Commentary by Sri Madhvacharya of Brahma Sampradaya:

Sri Madhvacharya did not comment on this sloka.

Commentary by Sri Keshava Kashmiri of Kumara Sampradaya:

Thus after relegating various divergent views regarding renunciation which is complicated and difficult to comprehend. The Supreme Lord Krishna prepares to give His conclusion stating it has been established by the wise and erudite that renunciation is of three disntinct types characterised as topmost, intermediate and lowest.

Commentary by Sri Adi Shankaracharya of Advaita Sampradaya:

18.4 Bharata-sattama, O the most excellent among the descendants of Bharata; srnu, hear, understand; me, from Me, from My statement; niscayam, the firm conclusion; tatra tyage, regarding that tyaga, regarding these alternative veiws on tyaga and sannyasa as they have been shown. Hi, for; purusavyaghra, O greatest among men; tyagah, tyaga; samprakirtitah, has been clearly declared, has been distinctly spoken of in the scriptures; to be trividhah, of three kinds, threefold, under the classes of tamasa (those based on tamas [Tamas: darkness, mental darkness, ignorance; one of the three qualities of everything in Nature. Also see 14.8, and note under 2.45.-Tr.], etc. The Lord has used the word tyaga with the idea that the (primary) meanings of tyaga and sannyasa are verily the same. Since it is difficult to comprehend this idea, that the primary meanings of the words tyaga and sannyasa can be threefold under the classification based on tamas etc. in the case of one who is unenlightened and who is qualified for rites and duties-but not in the case of one who has realized the supreme Goal-,therefore no one else is capable of speaking the truth in this connection. Hence, listen to the firm conclusion of the Lord with regard to the supreme Truth as revealved by the scriptures. Which, again, is this firm conclusion? In reply the Lord says:

Commentary by Sri Abhinavagupta of Kaula Tantra Sampradaya:

18.4-11 Niscayam etc. upto abhidhiyate.

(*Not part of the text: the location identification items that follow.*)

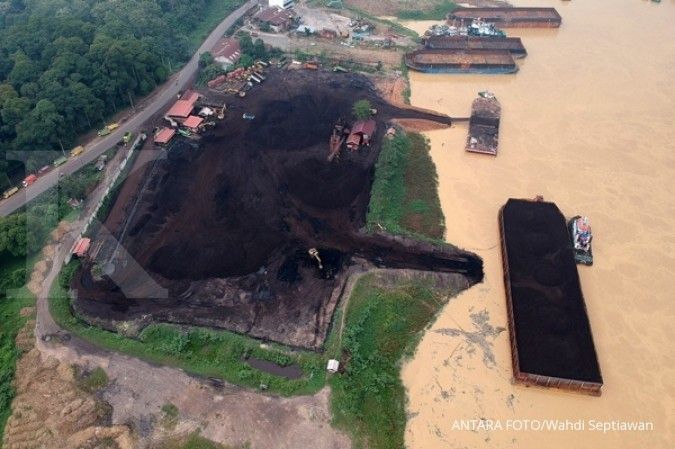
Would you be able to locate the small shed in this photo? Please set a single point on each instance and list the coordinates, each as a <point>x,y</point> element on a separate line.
<point>81,247</point>
<point>193,122</point>
<point>333,366</point>
<point>164,136</point>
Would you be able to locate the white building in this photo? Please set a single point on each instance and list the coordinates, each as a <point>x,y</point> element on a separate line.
<point>285,4</point>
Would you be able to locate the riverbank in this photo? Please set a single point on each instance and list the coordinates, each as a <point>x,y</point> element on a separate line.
<point>578,127</point>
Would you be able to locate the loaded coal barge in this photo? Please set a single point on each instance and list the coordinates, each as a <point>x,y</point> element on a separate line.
<point>514,45</point>
<point>551,340</point>
<point>509,17</point>
<point>461,61</point>
<point>484,124</point>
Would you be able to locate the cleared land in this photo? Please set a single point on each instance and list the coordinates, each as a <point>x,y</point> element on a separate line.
<point>225,227</point>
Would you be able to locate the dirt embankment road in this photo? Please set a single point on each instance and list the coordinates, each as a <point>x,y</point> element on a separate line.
<point>144,111</point>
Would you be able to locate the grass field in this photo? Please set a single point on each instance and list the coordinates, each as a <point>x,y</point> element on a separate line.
<point>383,327</point>
<point>404,198</point>
<point>215,12</point>
<point>202,351</point>
<point>12,299</point>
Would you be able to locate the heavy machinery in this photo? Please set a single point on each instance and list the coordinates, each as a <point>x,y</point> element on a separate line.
<point>314,253</point>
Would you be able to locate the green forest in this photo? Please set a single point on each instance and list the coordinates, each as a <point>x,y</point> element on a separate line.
<point>66,65</point>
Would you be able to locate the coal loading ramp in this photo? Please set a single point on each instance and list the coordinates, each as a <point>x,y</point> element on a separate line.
<point>551,340</point>
<point>225,227</point>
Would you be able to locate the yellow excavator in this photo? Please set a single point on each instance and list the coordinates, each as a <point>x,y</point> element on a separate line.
<point>314,253</point>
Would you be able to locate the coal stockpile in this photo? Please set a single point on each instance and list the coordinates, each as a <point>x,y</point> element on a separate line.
<point>551,338</point>
<point>218,232</point>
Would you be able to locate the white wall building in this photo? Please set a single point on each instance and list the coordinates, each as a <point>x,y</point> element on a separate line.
<point>285,4</point>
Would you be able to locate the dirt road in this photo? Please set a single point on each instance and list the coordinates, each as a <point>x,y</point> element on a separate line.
<point>146,109</point>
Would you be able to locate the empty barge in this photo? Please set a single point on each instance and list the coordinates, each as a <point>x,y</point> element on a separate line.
<point>509,17</point>
<point>461,61</point>
<point>484,125</point>
<point>514,45</point>
<point>551,340</point>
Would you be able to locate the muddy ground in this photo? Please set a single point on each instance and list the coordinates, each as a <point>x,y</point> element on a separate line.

The conclusion here is this : Due to the manifoldness of the nature of the Strands, that have been defined earlier, the act of relinquishment itself is performed with a certain mental disposition which is a modification of the Sattva, the Rajas and the Tamas (the Strands). Because it reflects (is contaminated by) the nature of the person having the same (the said mental dispositon), what is called the real (unalloyed) relinquishment is the performance of the actions by the knowers of the Supreme Brahman by giving up desire to achieve fruits and by avoiding the craving and hatred on account of their equanimity to [the pairs of opposites like] success and failure etc. That is why [the Bhagavat] says : ‘By the act of relinquishment born of the Rajas or of the Tamas (Strands), no connection with the fruit [of relinquishment] is attained’. However, for an act of relinquishing, born of the Sattva (Strand), there is the fruit in the form of honouring the purport of the scriptures. The application of the term ‘relinquishment’ stands to reason, in fact, only in the case of a sage who has relinquished his holding on the multitude of the Strands.

Sanskrit Shloka Without Transliteration Marks:

niscayam srnu me tatra
tyage bharata-sattama
tyago hi purusa-vyaghra
tri-vidhah samprakirtitah

Sanskrit to English Word for Word Meanings:

niścayam — certainty; śṛṇu — hear; me — from Me; tatra — therein; tyāge — in the matter of renunciation; bharata-sat-tama — O best of the Bhāratas; tyāgaḥ — renunciation; hi — certainly; puruṣa-vyāghra — O tiger among human beings; tri-vidhaḥ — of three kinds; samprakīrtitaḥ — is declared.